Now, let's take a practical example in python. In the code below, I take some values and demonstrate in a practical example that this value doesn't seem to be either the maxima or the minima of the quadratic. I've been scratching my head trying to figure this out all day. Can someone please help me find what I'm doing wrong?
import numpy as np
H=np.array([[ 1.26237865e-01, -7.00917553e+01],
[ -7.00917553e+01, -2.52888121e+05]])
g=np.array([ -5.27827861e+00, 3.00637734e+04])
x_0=np.array([ 27.2716913 , 0.14728398])
# Since x_1 satisfies the last equation above,
# it should be the maxima or the minima of the quadratic.
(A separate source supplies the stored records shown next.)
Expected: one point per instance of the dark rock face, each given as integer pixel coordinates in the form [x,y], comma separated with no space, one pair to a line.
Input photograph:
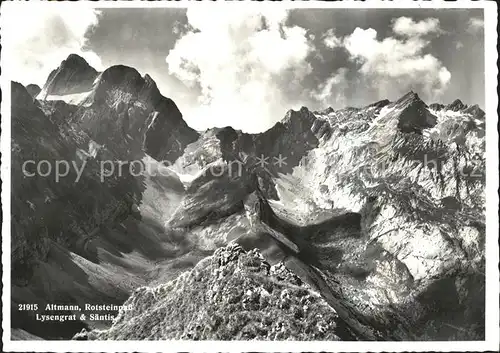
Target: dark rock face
[415,117]
[130,111]
[437,106]
[238,296]
[33,90]
[74,75]
[456,105]
[280,140]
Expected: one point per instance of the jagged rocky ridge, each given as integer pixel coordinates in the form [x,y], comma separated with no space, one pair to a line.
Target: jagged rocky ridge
[380,210]
[230,295]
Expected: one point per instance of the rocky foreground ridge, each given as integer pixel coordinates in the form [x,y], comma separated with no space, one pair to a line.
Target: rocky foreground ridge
[380,212]
[231,295]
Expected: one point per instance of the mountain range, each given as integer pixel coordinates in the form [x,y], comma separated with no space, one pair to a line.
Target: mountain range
[362,223]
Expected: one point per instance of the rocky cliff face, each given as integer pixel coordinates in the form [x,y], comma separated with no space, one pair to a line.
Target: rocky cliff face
[231,295]
[33,90]
[373,219]
[74,75]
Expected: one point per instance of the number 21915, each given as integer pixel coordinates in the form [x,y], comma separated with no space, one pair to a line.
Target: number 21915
[25,307]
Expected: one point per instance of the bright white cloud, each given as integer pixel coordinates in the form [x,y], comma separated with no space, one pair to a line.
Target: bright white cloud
[243,60]
[393,66]
[406,26]
[38,37]
[475,25]
[332,91]
[331,40]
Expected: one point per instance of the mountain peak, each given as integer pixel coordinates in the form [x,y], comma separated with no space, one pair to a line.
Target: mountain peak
[75,61]
[456,105]
[409,98]
[74,75]
[414,116]
[33,89]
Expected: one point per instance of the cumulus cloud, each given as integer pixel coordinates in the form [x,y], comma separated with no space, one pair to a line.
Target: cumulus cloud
[406,26]
[331,40]
[475,25]
[39,36]
[332,91]
[243,62]
[393,65]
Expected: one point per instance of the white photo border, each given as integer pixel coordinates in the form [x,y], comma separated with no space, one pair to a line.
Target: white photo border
[492,183]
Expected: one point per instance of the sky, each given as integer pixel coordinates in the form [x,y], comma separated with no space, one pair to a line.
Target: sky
[245,67]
x_1 = x_0-np.linalg.solve(H,g)
def quad(x,y):
delx = x-x_0[0]
dely = y-x_0[1]
return (H[0,0]*delx**2+H[1,1]*dely**2+2*H[0,1]*delx*dely)/2+g[0]*delx+g[1]*dely
# Both of the below expressions return True, meaning x_1
# is not the maxima or the minima.
quad(x_1[0],x_1[1])>quad(x_0[0],x_0[1])
quad(x_1[0],x_1[1])<quad(130.71157427,0.24026742)
P.S. In the code, I also use the fact that: $$x^THx=H_{1,1}x_1^2+H_{2,2}x_2^2+2H_{1,2}x_1x_2$$ for a two dimensional symmetric $H$ matrix.
You have made some misstatements.
I will dispense with $x_0$, since it doesn't really change the thrust of the below, but serves as a distraction.
$\frac{1}{2}x^THx + g^Tx$ is convex if all eigenvalues of H are nonnegative, in which case any stationary point or local minimum is a global minimum.
It is concave if all eigenvalues of $H$ are nonpositive, in which case any stationary point or local maximum is a global maximum.
It is indefinite (neither convex nor concave) if $H$ has at least one negative eigenvalue and one positive eigenvalue. Stationary point of the unconstrained problem is a saddlepoint, and not a local or global minimum or maximum.
Your $H$ has eigenvalues -2.528881404269755e+05 and 0.145664840501185, and is therefore indefinite. Therefore, the stationary point you calculated is a saddlepoint. The global minimum objective value of this problem is $-\infty$, and the global maximum objective value is $\infty$, i.e., the objective function is unbounded below and above.
If you imposed constraints on the problem, there might be a finite local and.or global minimum or maximum, depending on the constraints.